Healthcare Luddites are mistrustful of healthcare advances that they consider to be unnatural or dangerous. The big one in the news lately is the anti-vaccination movement, which I wrote about the other day. This movement is already responsible for raising measles from the dead, and there’s no telling what other awful calamities it will bestow upon us. As usual, the Pew survey confirms that the public is out of step with the scientific consensus:
And the anti-vaccination movement’s claims have been extensively debunked, to no avail. But since I last discussed the anti-vax movement, a presidential candidate, Rand Paul, has lent aid and comfort to the anti-vaxers, claiming that vaccines should be voluntary. This highlights a larger problem with Rand Paul–his absolute priority on personal freedom at the expense of all other political and moral values can cause serious harm to large numbers of people.

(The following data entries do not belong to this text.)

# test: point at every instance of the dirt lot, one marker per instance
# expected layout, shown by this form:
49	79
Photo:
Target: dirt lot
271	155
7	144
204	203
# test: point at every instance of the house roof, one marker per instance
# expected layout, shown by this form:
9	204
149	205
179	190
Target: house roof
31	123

But vaccinations are not the only area in which substantive numbers of people are needlessly skeptical. A significant minority of Americans opposes using genetic engineering to create lifesaving replacement organs:
This minority becomes a majority when the question is about whether or not to use genetic engineering to immunize babies against various diseases or increasing their physical or mental capacities:
The public fails to recognize that using genetic engineering to help people is not in principle any different from using vaccines or medicines. They accuse scientists of “playing god”, but why is it playing god to alter a baby’s genetic makeup to increase intelligent or avoid a disease but it is perfectly acceptable to cure diseases with antibiotics or vaccinations? All medical treatments constitute human interventions into what would otherwise happen. Human beings are natural parts of the universe–human actions are not less natural than the actions of bacteria or viruses. It is just as natural for us to genetically engineer as it is for us to create antibiotics as it is for us to build houses or make fires. Human beings innovate. This is part of what we do, and if we were designed by god, it would necessarily be part of what he designed us to do. Whatever becomes possible becomes possible because it is in our nature to make it possible. The public is biased in favor of the technologies it is already accustomed to, but this bias is arbitrary–it’s a distinction without a difference.

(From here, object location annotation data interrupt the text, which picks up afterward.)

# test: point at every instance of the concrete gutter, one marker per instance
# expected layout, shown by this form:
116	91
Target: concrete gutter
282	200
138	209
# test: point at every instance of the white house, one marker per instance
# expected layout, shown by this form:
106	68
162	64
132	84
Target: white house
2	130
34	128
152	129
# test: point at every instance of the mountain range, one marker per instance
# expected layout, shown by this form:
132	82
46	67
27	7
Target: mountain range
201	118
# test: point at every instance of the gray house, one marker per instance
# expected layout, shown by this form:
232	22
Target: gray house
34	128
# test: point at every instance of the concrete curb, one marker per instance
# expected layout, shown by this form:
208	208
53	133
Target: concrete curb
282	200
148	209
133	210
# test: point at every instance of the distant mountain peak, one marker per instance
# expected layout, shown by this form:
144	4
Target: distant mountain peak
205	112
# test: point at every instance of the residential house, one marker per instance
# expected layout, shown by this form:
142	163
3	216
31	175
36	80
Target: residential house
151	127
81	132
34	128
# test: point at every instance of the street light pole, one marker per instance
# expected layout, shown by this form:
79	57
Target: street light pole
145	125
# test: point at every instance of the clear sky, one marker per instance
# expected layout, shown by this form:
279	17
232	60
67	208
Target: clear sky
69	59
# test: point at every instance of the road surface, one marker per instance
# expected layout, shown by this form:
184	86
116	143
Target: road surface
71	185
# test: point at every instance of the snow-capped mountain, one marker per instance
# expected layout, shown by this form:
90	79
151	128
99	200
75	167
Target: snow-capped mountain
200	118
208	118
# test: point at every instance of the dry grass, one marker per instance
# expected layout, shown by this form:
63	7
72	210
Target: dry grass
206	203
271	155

In all of these cases, people get things wrong because of a lack of expertise, an ignorance about science and about specialized fields of knowledge. The easy thing to do is to scold them and blame them for this ignorance, but this is lazy. What needs to be recognized is that there are limits to the amount of specialized knowledge a given person can reasonably be expected to acquire. There are certainly many science Luddites who are extremely talented in other areas of life. The trouble is not that they are ignorant, but that they are unable to recognize their ignorance. Our political system relies on the ability of voters to either become informed themselves or to recognize their ignorance and defer to others. What’s more, because of the Dunning-Kruger effect, we know that their inability to recognize their ignorance stems from the fact that they ignorant in the first place. If people cannot be reasonably expected to stop being ignorant, they cannot reasonably be expected to recognize their ignorance. This means that our political system needs to take into account the reality that many voters cannot know what they’re doing and cannot know that they cannot know what they’re doing. In most democratic societies, this problem is not even acknowledged as a problem, let alone solved. The Luddites (and intellectual hipsters more broadly) are symptoms of this larger structural problem. Until it is addressed, governments will continue to produce sub-optimal policies that marginalize specialist research in favor of the crowd’s bad fad ideas.